Using the unit tests has the advantage that we have good code coverage in terms of executing most branches and code paths. It also has the advantage of being available without any external dependencies. It has the disadvantage that the code executed during unit tests is likely quite atypical of what's executed during real applications. Running the ./python -X perf -m test --pgo
under the "perf" tool, I see the following results:
Children | Self | Symbol |
---|---|---|
97.39% | 21.16% | _PyEval_EvalFrameDefault |
34.37% | 2.39% | deduce_unreachable |
24.82% | 1.50% | _PyGC_Collect |
21.11% | 1.32% | gc_collect_region |
20.95% | 0.00% | gc_collect |
19.50% | 0.00% | py::gc_collect:/home/nas/src/cpython/Lib/test/support/init.py |
14.98% | 0.54% | PyObject_Vectorcall |
10.95% | 1.48% | dict_traverse |
7.57% | 0.00% | _PyPegen_run_parser_from_string |
7.46% | 0.00% | _PyPegen_run_parser |
7.46% | 0.00% | _PyPegen_parse |
7.33% | 0.24% | py::_make_iterencode.._iterencode_dict:/home/nas/src/cpython/Lib/json/encoder.py |
7.18% | 7.09% | visit_reachable |
6.43% | 0.02% | expression_rule |
6.13% | 0.00% | PyRun_StringFlags |
6.06% | 1.90% | _PyEval_Vector |
5.99% | 5.91% | visit_decref |
5.80% | 0.00% | builtin_eval |
5.66% | 0.04% | disjunction_rule |
This profile reveals a number of problems. First, a large fraction of time in spent in the cyclic GC. That's because the unit test framework calls test.support.gc_collect()
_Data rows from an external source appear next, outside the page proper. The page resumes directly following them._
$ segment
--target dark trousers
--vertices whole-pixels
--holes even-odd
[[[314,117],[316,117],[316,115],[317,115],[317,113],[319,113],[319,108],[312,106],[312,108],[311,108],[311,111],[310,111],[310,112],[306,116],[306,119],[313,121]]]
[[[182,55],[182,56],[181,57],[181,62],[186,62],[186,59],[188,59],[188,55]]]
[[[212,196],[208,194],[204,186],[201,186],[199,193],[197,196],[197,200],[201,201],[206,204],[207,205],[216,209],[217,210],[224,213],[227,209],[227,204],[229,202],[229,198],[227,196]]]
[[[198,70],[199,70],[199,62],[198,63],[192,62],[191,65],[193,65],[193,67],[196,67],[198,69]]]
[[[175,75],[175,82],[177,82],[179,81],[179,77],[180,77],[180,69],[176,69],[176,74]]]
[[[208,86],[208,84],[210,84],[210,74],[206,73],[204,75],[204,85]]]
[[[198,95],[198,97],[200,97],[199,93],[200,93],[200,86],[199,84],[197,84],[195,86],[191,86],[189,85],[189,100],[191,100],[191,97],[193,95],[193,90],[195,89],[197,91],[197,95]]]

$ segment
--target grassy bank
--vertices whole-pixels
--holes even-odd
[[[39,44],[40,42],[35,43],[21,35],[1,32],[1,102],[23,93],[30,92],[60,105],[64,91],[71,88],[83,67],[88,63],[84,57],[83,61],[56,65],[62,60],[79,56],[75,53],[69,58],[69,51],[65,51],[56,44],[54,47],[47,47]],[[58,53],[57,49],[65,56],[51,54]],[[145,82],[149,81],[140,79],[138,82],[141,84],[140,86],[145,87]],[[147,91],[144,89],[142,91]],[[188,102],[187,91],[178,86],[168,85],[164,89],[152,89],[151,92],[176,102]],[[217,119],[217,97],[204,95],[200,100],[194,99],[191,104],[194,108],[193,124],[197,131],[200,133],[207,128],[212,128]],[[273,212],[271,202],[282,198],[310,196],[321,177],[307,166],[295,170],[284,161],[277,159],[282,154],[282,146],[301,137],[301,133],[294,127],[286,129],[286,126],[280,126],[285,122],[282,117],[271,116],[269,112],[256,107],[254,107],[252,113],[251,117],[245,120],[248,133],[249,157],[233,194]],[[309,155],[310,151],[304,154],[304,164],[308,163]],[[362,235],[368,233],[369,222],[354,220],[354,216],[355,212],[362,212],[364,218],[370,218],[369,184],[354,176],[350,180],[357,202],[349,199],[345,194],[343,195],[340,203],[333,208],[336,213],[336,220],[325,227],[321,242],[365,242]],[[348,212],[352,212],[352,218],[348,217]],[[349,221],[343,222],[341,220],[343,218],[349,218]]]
before each test case. That function triggers three full GC collections. Other tests also call the GC explicitly. This is not behavior typical of a real program.
Also taking a lot of time are functions related to parsing and compiling Python code. Notice the builtin_eval()
function, for example. I suspect that's mostly a result of using "doctest". Again, this would not be typical of real programs.
I think we should replace the PGO task with a program that more closely represents the behavior of real Python programs. There are at least two potential advantages: it could make the compiled Python binary faster for real programs, it could make our benchmark results less noisy since the compiler would be doing a better and most consistent job of generating optimal code.
Has this already been discussed elsewhere?
This is a minor feature, which does not need previous discussion elsewhere
Links to previous discussion of this feature:
No response